USA Patriot Act
The official title of the USA Patriot Act (Act) is “Uniting and Strengthening America by Providing Appropriate Tools Required to Intercept and Obstruct Terrorism (USA PATRIOT) Act of 2001[i].” The purpose of the Act is to deter and punish terrorist acts in the U.S. and around the world. It was enacted also to enhance law enforcement investigatory tools, and for other purposes that include:
- Strengthening U.S. by measures to prevent, detect and prosecute international money laundering and financing of terrorism,
- Subjecting foreign jurisdictions, foreign financial institutions, and classes of international transactions or types of accounts that are susceptible to criminal abuse to special scrutiny,
- Requiring all appropriate elements of the financial services industry to report potential money laundering,
- Strengthening measures to prevent use of the U.S. financial system for personal gain by corrupt foreign officials and facilitate repatriation of stolen assets to the citizens of countries to whom such assets belong,
- Providing powers to federal officials to conduct surveillance within the U.S. for preventing terrorism and monitoring the activity of foreign intelligence agents[ii],
- Provides regulatory powers to the Secretary of the Treasury to combat corruption of the U.S. financial institutions for money laundering purposes[iii],
- Provides to close the borders of the U.S. to foreign terrorists and detain and remove the terrorists present in the country,
- Creates new crimes, penalties, and new procedural efficiencies for using against domestic and international terrorists.

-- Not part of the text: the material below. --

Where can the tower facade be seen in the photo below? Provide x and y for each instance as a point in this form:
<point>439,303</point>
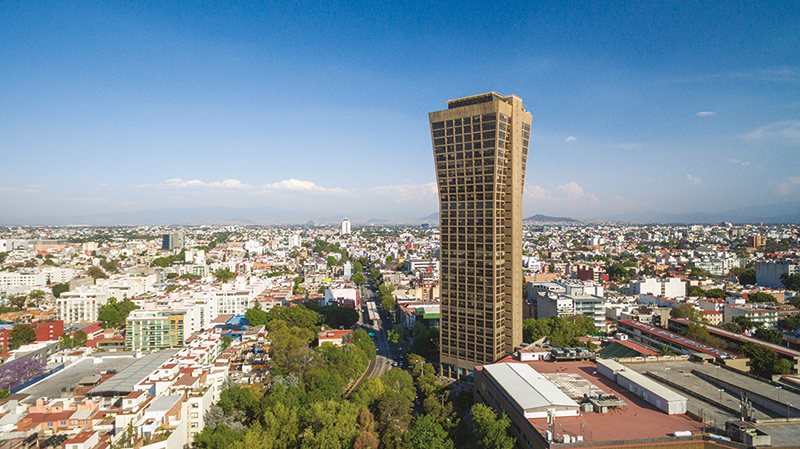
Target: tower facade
<point>480,146</point>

The Act consists of ten titles. The Act provides a counterterrorism fund and increased funding for the FBI’s Technical Support Center. The Act also authorized the military to provide assistance in situations that involve weapons of mass destruction when requested by the Attorney General. The President’s authority with regard to cases in terrorism was also increased. The National Electronic Crime Task Force was also expanded. The Foreign Intelligence Surveillance Act and Electronic Communication Privacy Act were amended by the Act[iv]. The Act expanded pen register and trap-and-trace authority and access to business records facilities of the surveillance agencies. Aliens who committed money laundering were prohibited from entering the U.S.
The Act also enhanced the surveillance procedures. The Act also greatly expands the authority to intercept wire, oral, and electronic communications relating to terrorism, and to investigate computer fraud and abuse offenses. Under the Act, government can view educational, library, medical and financial records without demonstrating evidence of commission of a crime. The government can also employ its newly acquired surveillance capabilities to review personal internet use. The Act allows law enforcement and intelligence agencies to share information obtained by means of the government’s enhanced surveillance capabilities.
The Act made amendments to the Victims of Crime Act of 1984 to improve the speedy provision of aid to families of public safety officers by expedited payments to officers or the families of officers. Under the changes, payments must be made no later than 30 days after the officer is injured or killed in the line of duty.
According to the Act, domestic terrorism also includes mass destruction, assassination, and kidnapping as a terrorist activity. Cyber terrorism is also included under the definition of terrorism. A number of penal measures were introduced in an attempt to prevent terrorist activities by amending the existing criminal statutes.
[i] 107 P.L. 56.
[ii] United States v. Abu-Jihaad, 531 F. Supp. 2d 299 (D. Conn. 2008).
[iii] 107 P.L. 56.
[iv] 50 USCS § 1801.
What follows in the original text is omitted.